J'aimerais que vous soyez à mes côtés, afin que je puisse partager ces quelques mots, ces quelques phrases avec la certitude qu'ils trouvent un auditoire. Avec l'assurance que mes inquiétudes soient partagées. Nous avons donné à une âme la possibilité de gouverner nos choix, nos avis et nos besoins. Et aujourd'hui cette liberté se retourne contre nous. Contre les habitants d'un nouvel empire, et contre tous ces Hommes qui se pressent à ses portes sans savoir que le bonheur que les attends sera teinté des exigences d'un dogme construit par une figure d'abord prophétique, aujourd'hui prétendument divine.

Nous sommes allé trop loin, à tous les sens du terme.

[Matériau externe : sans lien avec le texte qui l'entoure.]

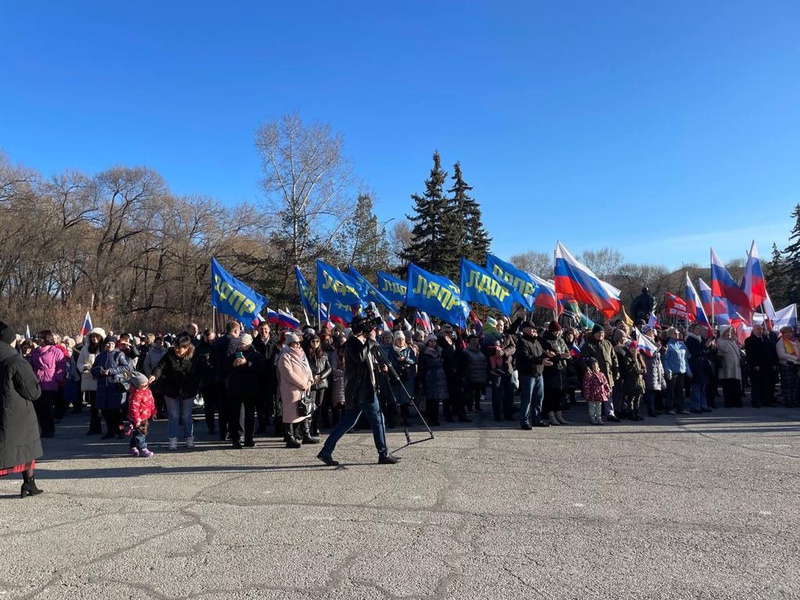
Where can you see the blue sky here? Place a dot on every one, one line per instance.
(659, 129)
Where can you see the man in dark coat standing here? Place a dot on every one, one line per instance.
(20, 444)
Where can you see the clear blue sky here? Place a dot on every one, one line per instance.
(659, 129)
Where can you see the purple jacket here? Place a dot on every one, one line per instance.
(50, 366)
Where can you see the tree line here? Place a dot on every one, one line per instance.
(121, 245)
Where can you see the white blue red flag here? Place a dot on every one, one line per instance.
(753, 282)
(694, 304)
(577, 281)
(723, 285)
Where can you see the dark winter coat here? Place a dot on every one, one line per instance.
(530, 356)
(432, 373)
(205, 365)
(603, 351)
(19, 428)
(555, 375)
(476, 365)
(320, 367)
(246, 381)
(633, 367)
(110, 394)
(178, 376)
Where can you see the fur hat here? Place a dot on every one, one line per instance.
(138, 380)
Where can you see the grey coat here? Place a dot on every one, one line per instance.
(19, 428)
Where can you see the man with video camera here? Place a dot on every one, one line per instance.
(360, 391)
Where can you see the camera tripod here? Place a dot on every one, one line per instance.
(383, 360)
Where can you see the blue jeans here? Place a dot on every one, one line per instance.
(531, 394)
(699, 401)
(373, 414)
(175, 410)
(502, 395)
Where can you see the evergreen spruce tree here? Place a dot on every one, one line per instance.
(472, 238)
(773, 275)
(429, 247)
(791, 263)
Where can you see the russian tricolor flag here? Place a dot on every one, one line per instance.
(723, 285)
(87, 325)
(753, 282)
(545, 293)
(644, 344)
(694, 304)
(287, 319)
(574, 280)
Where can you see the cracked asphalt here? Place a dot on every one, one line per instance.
(675, 507)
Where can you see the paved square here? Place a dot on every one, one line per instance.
(688, 507)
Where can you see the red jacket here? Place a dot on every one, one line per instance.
(141, 405)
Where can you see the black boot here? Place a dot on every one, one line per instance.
(305, 428)
(29, 488)
(291, 435)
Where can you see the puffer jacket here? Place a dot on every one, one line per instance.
(178, 376)
(476, 365)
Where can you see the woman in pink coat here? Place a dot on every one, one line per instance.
(50, 365)
(296, 379)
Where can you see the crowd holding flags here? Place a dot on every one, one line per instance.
(339, 296)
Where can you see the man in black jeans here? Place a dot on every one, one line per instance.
(360, 393)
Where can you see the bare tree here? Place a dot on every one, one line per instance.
(532, 261)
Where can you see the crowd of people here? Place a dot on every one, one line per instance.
(301, 382)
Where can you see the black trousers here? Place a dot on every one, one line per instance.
(242, 418)
(44, 408)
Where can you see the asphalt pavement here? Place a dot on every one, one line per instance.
(697, 506)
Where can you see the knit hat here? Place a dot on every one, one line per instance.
(138, 380)
(7, 335)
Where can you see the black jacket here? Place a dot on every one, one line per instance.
(530, 356)
(245, 381)
(358, 382)
(178, 376)
(320, 366)
(19, 428)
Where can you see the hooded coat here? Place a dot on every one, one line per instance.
(19, 428)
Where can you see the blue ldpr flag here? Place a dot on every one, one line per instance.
(436, 295)
(522, 284)
(371, 293)
(392, 287)
(335, 286)
(232, 297)
(479, 285)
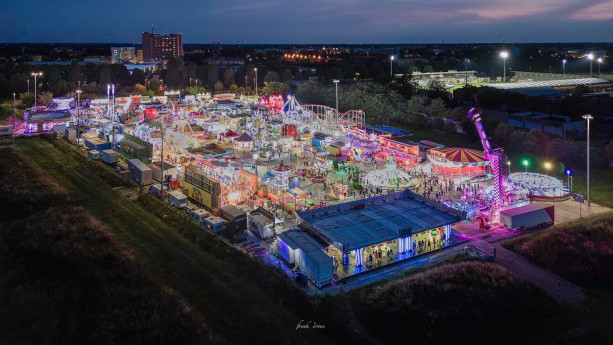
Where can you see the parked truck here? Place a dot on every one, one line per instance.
(177, 199)
(528, 217)
(109, 156)
(140, 171)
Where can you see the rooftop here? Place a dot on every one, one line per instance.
(362, 223)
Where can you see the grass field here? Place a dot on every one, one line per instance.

Il faudra vingt-cinq minutes à cet article pour atteindre la Terre. D'ici là, il aura sans nul doute été déjà stocké sur les serveurs communs de notre camp, son contenu sémantique traité et disséqué. D'ici là j'aurais peut-être déjà été convoqué pour expliquer mes propos. J'espère que ce document sera tout de même publié à son arrivée à destination. Steve Jobs a tant contribué à la construction des modèles d'information modernes que nous utilisons au quotidien, et je ne peut que prier pour que cet article soit partagé et consulté sur autant d'iPad, iPhones ou iGlasses que possible. Je ne sais pas réellement quels sont les risques encourus. A vrai dire je ne sais même pas s'il existe de réels risques. Pour être franc, je me demande surtout ce qui pourrait passer par la tête de Steve Jobs s'il était amené à entendre mes critiques.

Alors c'est à vous, monsieur Jobs, que je vais m'adresser dans ce dernier paragraphe. Vous êtes devenus un modèle, une figure aspirationnelle pour notre société. Vous disposez aujourd'hui d'un pouvoir plus grand qu'aucun humain, qu'aucun gouvernement avant vous. Alors je ne peux que vous prier, monsieur Jobs, de garder avec vous votre humilité, d'ecouter les postures humanistes de messieurs Gates, Schmidt et Zuckerberg et de penser à nous, de penser à votre planète natale où il reste aujourd'hui tant à faire, tant à découvrir. Ces quarante dernières années, vous avez changé notre façon de communiquer, de consommer, de nous comporter. Vous avez affronté le cancer et regardé la mort dans les yeux pour vous relever, plus fort que jamais. Et aujourd'hui vous nous avez conduit plus près du soleil qu'aucun humain auparavant. Attention, alors, à ne pas vous brûler les ailes.